Fast detection, and the ability to pinpoint which elements of an audio file are AI-generated, will be critical to making the system useful, says Elsahar. He says the team achieved between 90% and 100% accuracy in detecting the watermarks, much better results than in previous attempts at watermarking audio.
AudioSeal is available on GitHub for free. Anyone can download it and use it to add watermarks to AI-generated audio clips. It could eventually be overlaid on top of AI audio generation models, so that it is automatically applied to any speech generated using them. The researchers who created it will present their work at the International Conference on Machine Learning in Vienna, Austria, in July.

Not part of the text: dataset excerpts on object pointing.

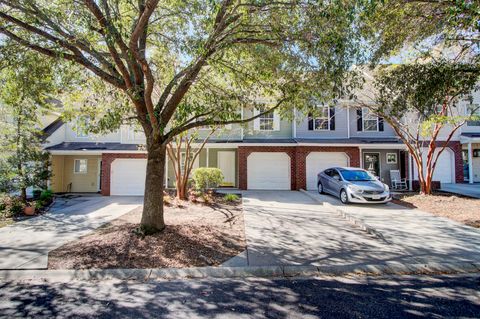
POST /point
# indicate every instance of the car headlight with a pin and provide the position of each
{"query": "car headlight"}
(355, 189)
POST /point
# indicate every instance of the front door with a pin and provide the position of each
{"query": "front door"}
(371, 163)
(226, 163)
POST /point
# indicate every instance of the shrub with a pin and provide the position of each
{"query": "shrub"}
(230, 197)
(36, 193)
(207, 177)
(46, 196)
(11, 205)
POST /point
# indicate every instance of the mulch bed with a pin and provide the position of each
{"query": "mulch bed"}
(197, 234)
(458, 208)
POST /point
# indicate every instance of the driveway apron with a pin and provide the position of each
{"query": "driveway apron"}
(289, 228)
(421, 235)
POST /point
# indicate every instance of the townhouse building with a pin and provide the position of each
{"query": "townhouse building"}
(267, 153)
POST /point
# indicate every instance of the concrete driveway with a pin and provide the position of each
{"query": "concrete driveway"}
(289, 228)
(25, 244)
(471, 190)
(418, 234)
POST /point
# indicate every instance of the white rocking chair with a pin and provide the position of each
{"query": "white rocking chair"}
(398, 182)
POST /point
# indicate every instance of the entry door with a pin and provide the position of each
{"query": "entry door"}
(226, 163)
(371, 163)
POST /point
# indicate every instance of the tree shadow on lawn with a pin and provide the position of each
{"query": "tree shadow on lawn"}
(117, 246)
(400, 297)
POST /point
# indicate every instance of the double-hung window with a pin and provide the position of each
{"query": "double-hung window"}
(473, 109)
(370, 120)
(266, 121)
(322, 121)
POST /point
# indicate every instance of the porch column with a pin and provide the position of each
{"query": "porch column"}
(410, 172)
(470, 163)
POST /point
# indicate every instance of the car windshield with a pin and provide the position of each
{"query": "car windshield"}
(356, 175)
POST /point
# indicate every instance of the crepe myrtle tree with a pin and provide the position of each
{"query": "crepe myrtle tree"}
(183, 151)
(420, 101)
(157, 55)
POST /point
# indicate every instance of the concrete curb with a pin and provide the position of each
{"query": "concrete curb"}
(237, 272)
(354, 220)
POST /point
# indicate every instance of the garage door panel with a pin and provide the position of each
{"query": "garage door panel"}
(268, 171)
(319, 161)
(127, 177)
(444, 170)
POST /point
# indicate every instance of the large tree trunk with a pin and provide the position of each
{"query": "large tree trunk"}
(152, 216)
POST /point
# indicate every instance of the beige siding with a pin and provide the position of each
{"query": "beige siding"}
(65, 179)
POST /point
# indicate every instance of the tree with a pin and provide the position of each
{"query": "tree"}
(162, 55)
(419, 101)
(26, 81)
(190, 144)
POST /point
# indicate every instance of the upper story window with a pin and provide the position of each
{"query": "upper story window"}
(369, 120)
(131, 133)
(473, 109)
(266, 122)
(322, 122)
(80, 166)
(81, 131)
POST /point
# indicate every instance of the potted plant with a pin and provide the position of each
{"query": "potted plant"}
(29, 209)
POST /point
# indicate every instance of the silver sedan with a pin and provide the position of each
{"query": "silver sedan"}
(353, 185)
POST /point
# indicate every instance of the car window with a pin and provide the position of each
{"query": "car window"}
(335, 174)
(357, 175)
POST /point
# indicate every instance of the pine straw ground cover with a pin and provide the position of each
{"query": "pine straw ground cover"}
(458, 208)
(197, 234)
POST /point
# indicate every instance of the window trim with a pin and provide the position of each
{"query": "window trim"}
(396, 158)
(364, 119)
(272, 119)
(327, 119)
(86, 166)
(472, 123)
(80, 133)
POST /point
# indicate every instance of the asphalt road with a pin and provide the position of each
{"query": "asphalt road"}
(326, 297)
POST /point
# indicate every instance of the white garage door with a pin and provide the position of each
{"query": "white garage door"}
(127, 176)
(268, 171)
(445, 170)
(318, 161)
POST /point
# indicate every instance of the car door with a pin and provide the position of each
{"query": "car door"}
(325, 179)
(335, 182)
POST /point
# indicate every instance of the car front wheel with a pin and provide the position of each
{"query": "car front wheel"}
(320, 188)
(343, 196)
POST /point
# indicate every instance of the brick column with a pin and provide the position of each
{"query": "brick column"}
(107, 159)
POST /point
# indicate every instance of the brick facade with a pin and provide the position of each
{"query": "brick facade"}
(107, 159)
(298, 155)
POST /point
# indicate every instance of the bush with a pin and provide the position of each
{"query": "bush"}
(231, 197)
(46, 196)
(36, 193)
(11, 206)
(207, 177)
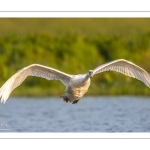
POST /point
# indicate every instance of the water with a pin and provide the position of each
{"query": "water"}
(91, 114)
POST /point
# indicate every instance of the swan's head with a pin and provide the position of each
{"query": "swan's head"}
(90, 73)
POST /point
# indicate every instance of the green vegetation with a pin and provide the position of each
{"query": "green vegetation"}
(75, 53)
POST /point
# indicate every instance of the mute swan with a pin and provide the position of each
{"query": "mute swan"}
(76, 85)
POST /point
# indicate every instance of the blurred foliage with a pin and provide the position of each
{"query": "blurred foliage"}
(75, 54)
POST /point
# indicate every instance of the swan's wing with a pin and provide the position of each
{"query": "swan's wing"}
(126, 67)
(32, 70)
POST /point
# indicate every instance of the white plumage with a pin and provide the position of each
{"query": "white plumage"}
(76, 85)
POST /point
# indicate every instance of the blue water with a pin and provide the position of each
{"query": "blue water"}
(91, 114)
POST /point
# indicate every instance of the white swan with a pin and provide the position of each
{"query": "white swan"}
(76, 85)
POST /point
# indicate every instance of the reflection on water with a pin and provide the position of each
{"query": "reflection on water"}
(91, 114)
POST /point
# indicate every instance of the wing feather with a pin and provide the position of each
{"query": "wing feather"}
(127, 68)
(32, 70)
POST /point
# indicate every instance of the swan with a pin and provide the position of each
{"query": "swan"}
(76, 85)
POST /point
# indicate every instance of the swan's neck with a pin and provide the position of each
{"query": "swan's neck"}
(86, 78)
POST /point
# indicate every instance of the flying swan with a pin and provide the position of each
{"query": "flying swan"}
(76, 85)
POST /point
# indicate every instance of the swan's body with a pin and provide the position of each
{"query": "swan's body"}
(76, 85)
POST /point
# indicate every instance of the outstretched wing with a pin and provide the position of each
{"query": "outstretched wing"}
(32, 70)
(126, 67)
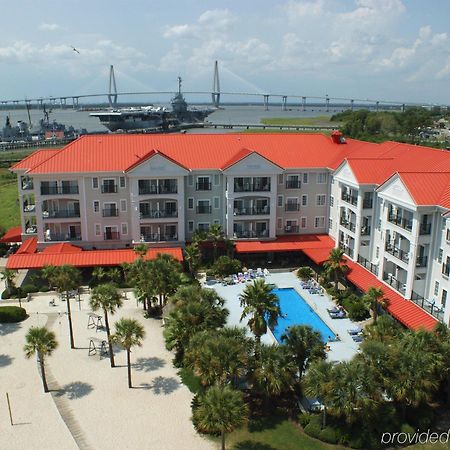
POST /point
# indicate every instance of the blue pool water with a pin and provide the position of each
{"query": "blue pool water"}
(297, 312)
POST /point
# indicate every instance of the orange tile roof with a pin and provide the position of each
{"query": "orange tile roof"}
(88, 258)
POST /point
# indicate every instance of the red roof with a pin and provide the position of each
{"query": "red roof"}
(287, 243)
(86, 258)
(12, 235)
(405, 311)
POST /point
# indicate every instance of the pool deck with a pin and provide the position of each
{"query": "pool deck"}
(342, 350)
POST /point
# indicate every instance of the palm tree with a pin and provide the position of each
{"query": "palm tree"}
(192, 256)
(221, 410)
(107, 298)
(129, 333)
(374, 298)
(335, 265)
(67, 278)
(41, 341)
(304, 345)
(263, 305)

AudioSeal is created using two neural networks. One generates watermarking signals that can be embedded into audio tracks. These signals are imperceptible to the human ear but can be detected quickly using the other neural network. Currently, if you want to try to spot AI-generated audio in a longer clip, you have to comb through the entire thing in second-long chunks to see if any of them contain a watermark. This is a slow and laborious process, and not practical on social media platforms with millions of minutes of speech.
AudioSeal works differently: by embedding a watermark throughout each section of the entire audio track. This allows the watermark to be “localized,” which means it can still be detected even if the audio is cropped or edited.
Ben Zhao, a computer science professor at the University of Chicago, says this ability, and the near-perfect detection accuracy, makes AudioSeal better than any previous audio watermarking system he’s come across.
“It’s meaningful to explore research improving the state of the art in watermarking, especially across mediums like speech that are often harder to mark and detect than visual content,” says Claire Leibowicz, head of AI and media integrity at the nonprofit Partnership on AI.
But there are some major flaws that need to be overcome before these sorts of audio watermarks can be adopted en masse. Meta’s researchers tested different attacks to remove the watermarks and found that the more information is disclosed about the watermarking algorithm, the more vulnerable it is. The system also requires people to voluntarily add the watermark to their audio files.
This places some fundamental limitations on the tool, says Zhao. “Where the attacker has some access to the [watermark] detector, it’s pretty fragile,” he says. And this means only Meta will be able to verify whether audio content is AI-generated or not.
Leibowicz says she remains unconvinced that watermarks will actually further public trust in the information they’re seeing or hearing, despite their popularity as a solution in the tech sector. That’s partly because they are themselves so open to abuse.
“I’m skeptical that any watermark will be robust to adversarial stripping and forgery,” she adds.